If that is true, then I would argue with Alfie Kohn's assertion that the mere presence of grit is not an important development for our students. If grit means not only persevering, but also being able to identify challenging long-term goals, then grit definitely has a place in today's schools.
As a classroom teacher for more than ten years, I definitely can agree with Angela's idea that the best performers in the class aren't always the ones with the most intelligence as measured using IQ. I have seen firsthand the payoff some students can receive from displaying grit, or a hard work, never give up attitude. Conversely, I have seen students that stuck with a problem too long, to the point that it became an exercise in futility for them. However, if we can teach our kids how to persevere in the right situations, then grit becomes a much more piece of a student's overall development.
My take on it is that instead of focusing solely on the development of one's grit, we need to provide our students with challenging learning opportunities in the classroom that will lead to overall growth. Alfie Kohn raises many valid points about grit, or persistence, and if it is really what we should be focusing on in education. Besides the fact that it is not a novel idea, Kohn states the development of grit relates to maintaining a singular focus on a task that was prescribed by someone else. Kohn writes, " In other words, those who do what they've been told, regardless of whether it's satisfying or sensible, are rewarded by those who told them to do it."

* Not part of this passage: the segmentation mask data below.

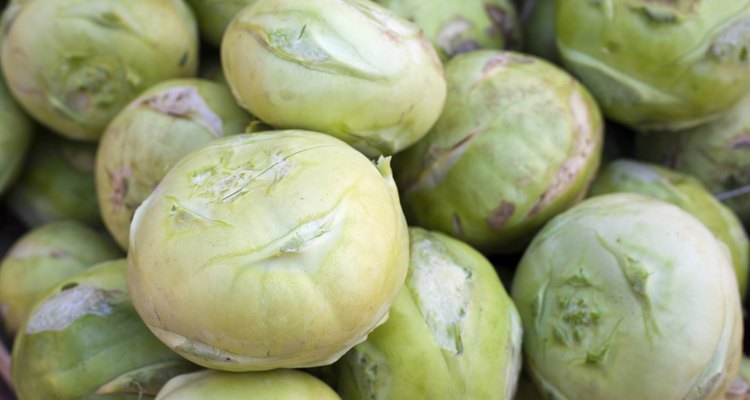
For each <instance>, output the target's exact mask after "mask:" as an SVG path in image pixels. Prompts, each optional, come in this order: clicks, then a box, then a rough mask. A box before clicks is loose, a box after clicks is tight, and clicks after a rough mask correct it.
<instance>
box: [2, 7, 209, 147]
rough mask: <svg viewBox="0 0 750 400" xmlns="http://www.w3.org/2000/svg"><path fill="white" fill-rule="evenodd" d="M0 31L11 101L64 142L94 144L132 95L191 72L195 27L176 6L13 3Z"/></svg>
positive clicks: (187, 76)
mask: <svg viewBox="0 0 750 400" xmlns="http://www.w3.org/2000/svg"><path fill="white" fill-rule="evenodd" d="M3 27H4V34H3V37H2V44H1V52H2V68H3V72H4V74H5V78H6V79H7V83H8V86H9V87H10V89H11V91H12V92H13V94H14V96H15V97H16V99H17V100H18V101H19V102H20V104H21V105H22V106H23V108H24V109H25V110H26V111H27V112H28V113H29V114H31V115H32V116H33V117H34V118H35V119H37V120H38V121H40V122H41V123H43V124H44V125H46V126H47V127H49V128H50V129H52V130H53V131H55V132H59V133H60V134H62V135H64V136H67V137H69V138H71V139H78V140H85V141H97V140H98V139H99V137H100V136H101V134H102V131H103V130H104V128H105V127H106V125H107V124H108V123H109V122H110V121H111V120H112V118H114V117H115V115H116V114H117V113H118V112H119V111H120V110H121V109H122V108H123V107H125V106H126V105H127V104H128V103H129V102H130V101H131V100H132V99H134V98H135V97H136V96H137V95H138V94H140V92H142V91H143V90H145V89H147V88H149V87H150V86H152V85H154V84H156V83H157V82H159V81H162V80H166V79H172V78H181V77H190V76H193V75H195V73H196V69H197V61H198V30H197V25H196V22H195V18H194V17H193V14H192V11H191V10H190V8H189V7H188V6H187V4H185V3H184V2H183V0H128V1H117V0H34V1H17V2H14V3H13V4H12V5H11V6H9V7H8V8H7V9H6V12H5V14H4V24H3Z"/></svg>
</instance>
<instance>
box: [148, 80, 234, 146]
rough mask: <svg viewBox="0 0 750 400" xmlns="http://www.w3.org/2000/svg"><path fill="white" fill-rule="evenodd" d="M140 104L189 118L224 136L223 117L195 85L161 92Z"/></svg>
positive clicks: (190, 119) (179, 115)
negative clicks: (211, 107)
mask: <svg viewBox="0 0 750 400" xmlns="http://www.w3.org/2000/svg"><path fill="white" fill-rule="evenodd" d="M139 105H146V106H147V107H150V108H152V109H154V110H156V111H158V112H160V113H164V114H167V115H170V116H173V117H176V118H184V119H189V120H191V121H193V122H195V123H197V124H198V125H201V126H203V127H204V128H206V129H207V130H208V131H209V132H211V133H212V134H213V135H214V136H215V137H217V138H220V137H223V136H224V129H223V127H222V122H221V118H219V116H218V115H216V113H214V112H213V110H212V109H211V107H209V106H208V104H207V103H206V101H205V100H204V99H203V97H202V96H201V95H200V93H199V92H198V89H197V88H196V87H195V86H181V87H175V88H171V89H168V90H165V91H162V92H159V93H157V94H155V95H154V96H151V97H148V98H146V99H143V100H142V101H141V102H140V103H138V104H136V106H139Z"/></svg>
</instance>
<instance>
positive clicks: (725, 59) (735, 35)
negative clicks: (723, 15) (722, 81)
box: [708, 17, 750, 62]
mask: <svg viewBox="0 0 750 400" xmlns="http://www.w3.org/2000/svg"><path fill="white" fill-rule="evenodd" d="M748 47H750V17H745V18H742V19H739V20H737V21H735V22H734V23H732V24H731V25H729V26H728V27H726V28H725V29H723V30H722V31H721V32H719V33H718V34H717V35H716V36H715V37H714V39H713V42H712V43H711V47H709V50H708V54H709V56H711V57H713V58H716V59H718V60H719V61H722V62H730V61H735V60H737V61H739V62H745V61H747V54H748Z"/></svg>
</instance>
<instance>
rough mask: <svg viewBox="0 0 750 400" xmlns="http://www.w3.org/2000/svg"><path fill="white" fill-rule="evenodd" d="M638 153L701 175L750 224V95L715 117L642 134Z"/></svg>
mask: <svg viewBox="0 0 750 400" xmlns="http://www.w3.org/2000/svg"><path fill="white" fill-rule="evenodd" d="M635 147H636V155H637V156H638V157H639V158H642V159H644V160H649V161H652V162H656V163H659V164H663V165H665V166H667V167H670V168H673V169H676V170H678V171H682V172H685V173H687V174H690V175H693V176H695V177H696V178H698V179H699V180H700V181H701V182H703V184H704V185H706V187H707V188H708V190H710V191H711V193H713V194H714V195H715V196H716V197H717V198H718V199H719V200H720V201H721V202H722V203H724V204H726V205H727V206H728V207H729V208H731V209H732V210H734V212H736V213H737V215H738V216H739V217H740V219H741V220H742V221H743V222H744V223H745V225H746V226H750V95H749V96H747V97H745V98H744V99H743V100H742V101H741V102H740V103H739V104H738V105H737V106H736V107H735V108H734V109H732V110H731V111H730V112H728V113H726V114H725V115H723V116H722V117H721V118H719V119H717V120H716V121H714V122H712V123H709V124H706V125H701V126H698V127H695V128H693V129H688V130H685V131H681V132H664V133H658V134H657V133H653V134H647V135H639V136H638V137H637V138H636V146H635Z"/></svg>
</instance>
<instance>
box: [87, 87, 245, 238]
mask: <svg viewBox="0 0 750 400" xmlns="http://www.w3.org/2000/svg"><path fill="white" fill-rule="evenodd" d="M252 120H253V119H252V116H250V115H249V114H248V113H247V112H245V110H243V109H242V108H240V107H239V106H238V105H237V104H236V103H235V101H234V97H232V93H231V92H230V91H229V88H227V87H226V86H225V85H222V84H219V83H215V82H210V81H206V80H198V79H180V80H170V81H165V82H162V83H159V84H157V85H156V86H154V87H152V88H151V89H149V90H147V91H146V92H145V93H143V94H141V95H140V96H138V98H137V99H135V100H134V101H133V102H132V103H130V105H128V106H127V107H126V108H125V109H124V110H123V111H122V112H120V114H118V115H117V117H116V118H115V119H114V120H113V121H112V123H111V124H109V126H107V129H106V130H105V131H104V135H103V136H102V140H101V142H100V144H99V148H98V151H97V157H96V190H97V197H98V199H99V208H100V210H101V216H102V220H103V221H104V225H105V226H106V227H107V229H108V230H109V232H110V233H112V236H114V238H115V239H116V240H117V243H118V244H119V245H120V246H121V247H122V248H124V249H126V248H127V247H128V233H129V232H130V220H131V219H132V218H133V213H134V212H135V209H136V208H138V206H140V205H141V202H143V200H144V199H145V198H146V197H147V196H148V195H149V194H150V193H151V191H152V190H153V189H154V188H155V187H156V185H157V184H158V183H159V181H160V180H161V178H163V177H164V175H165V174H166V173H167V171H168V170H169V168H170V167H171V166H172V165H173V164H174V163H175V162H177V161H178V160H179V159H180V158H182V157H183V156H185V155H187V154H188V153H190V152H191V151H193V150H195V149H197V148H199V147H201V146H203V145H205V144H206V143H208V142H210V141H212V140H215V139H218V138H222V137H224V136H226V135H230V134H237V133H242V132H243V131H244V129H245V127H247V125H248V124H250V122H251V121H252Z"/></svg>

But, to me, it comes back to the instruction that is occurring in the classroom, and whether students are given the choice to display their mastery of new information in a manner that fits with the child's long-term goals.
What do you think about the role of grit in our classrooms today? Is it an essential skill for our students to develop, or is it a misguided ideal that serves no purpose in our classrooms? As I stated previously, I am only beginning to hash out my ideas on this subject and would greatly appreciate your thoughts as I continue to make sense of the role of grit in our schools.